Agora, em formato eletrônico, desde o final de 2019, atuamos em uma plataforma que tem publicações quase que diariamente – poemas, contos, entrevistas, traduções, ensaios, processos de criação, artes visuais, resenhas. Dos integrantes iniciais que criaram a revista, restaram eu e o Aristides, mas outras pessoas chegaram junto para fortalecer e ajudar a esticar essa história bonita que estamos inventando.

Em qual tradição literária se enquadra sua obra: apolínea ou dionisíaca? Explique essa escolha. 

No meu universo criativo Apolo e Dionísio sentam juntos para tomar umas e bater papo, sem problema. O impulso primeiro com a palavra é dionisíaco e o trabalho posterior, os detalhes e acabamentos do texto é apolíneo. Portanto, os dois estão juntos e seguem em uma relação não binária (kkk). Mas, admito que a tradição dionisíaca se sobressai na expressão final da poesia que faço, inclusive pelas minhas escolhas como leitor, ligadas aos poetas líricos do desregramento que seguem pelos caminhos do simbolismo, surrealismo, beat.

Ao longo de sua travessia poética, de quase 20 anos, que tem aprendido na relação entre vida, linguagem e realidade? 

Que não há vida sem linguagem e nem linguagem sem vida, que a poesia é um artefato mágico que nos ajuda a transcender a realidade convencional, criando outros mundos possíveis. Aprendi muito com os ensaios de Octávio Paz, as entrevistas de Roberto Piva, Hilda Hilst e com o famoso poema do Mário Faustino “vida toda linguagem”.

Encaro a poesia e a arte como artefatos vivos e repletos de sentidos, criados com o intuito de expandir o que chamamos de realidade, essa dimensão corriqueira que está povoada de convenções e de banalidades. Por isso, penso que a poesia que faço não pode repetir o que já existe e tem, no mínimo, que acrescentar algo a paisagem existente.

Que ideia faz do leitor que consome sua poesia e do papel que ele exerce na construção da mesma? 

A princípio, quando escrevo, nunca penso no leitor – a escrita é minha, a leitura é dele e nos encontramos no plano fantástico da imaginação, do prazer, do devaneio.
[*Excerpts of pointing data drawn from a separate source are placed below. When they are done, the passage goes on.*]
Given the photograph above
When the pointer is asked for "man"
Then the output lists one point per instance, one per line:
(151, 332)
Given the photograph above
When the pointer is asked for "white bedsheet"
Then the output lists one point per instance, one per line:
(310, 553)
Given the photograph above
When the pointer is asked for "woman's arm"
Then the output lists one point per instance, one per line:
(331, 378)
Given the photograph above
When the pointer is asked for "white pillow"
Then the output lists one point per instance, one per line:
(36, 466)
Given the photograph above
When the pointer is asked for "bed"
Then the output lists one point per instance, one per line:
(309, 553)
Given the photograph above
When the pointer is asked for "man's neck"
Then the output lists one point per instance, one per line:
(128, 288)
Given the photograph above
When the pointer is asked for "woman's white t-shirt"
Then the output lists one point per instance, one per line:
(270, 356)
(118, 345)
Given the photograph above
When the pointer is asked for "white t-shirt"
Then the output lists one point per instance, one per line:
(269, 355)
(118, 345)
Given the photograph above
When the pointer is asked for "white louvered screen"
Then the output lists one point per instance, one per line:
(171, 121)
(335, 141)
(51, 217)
Gosto de pensar que a poesia sempre irá saltar do texto e se embrenhar na floresta dos sentidos, como um ser indomável e selvagem. Com isso, minha poesia é desenhada para ter o máximo possível de interpretações, por isso exploro bastante o recurso das metáforas pra turbinar os aspectos subjetivos do texto e me distanciar da realidade dada, obvia. O meu papel como escritor é provocar a viagem do leitor e aí, ele vai pra onde quiser e como quiser.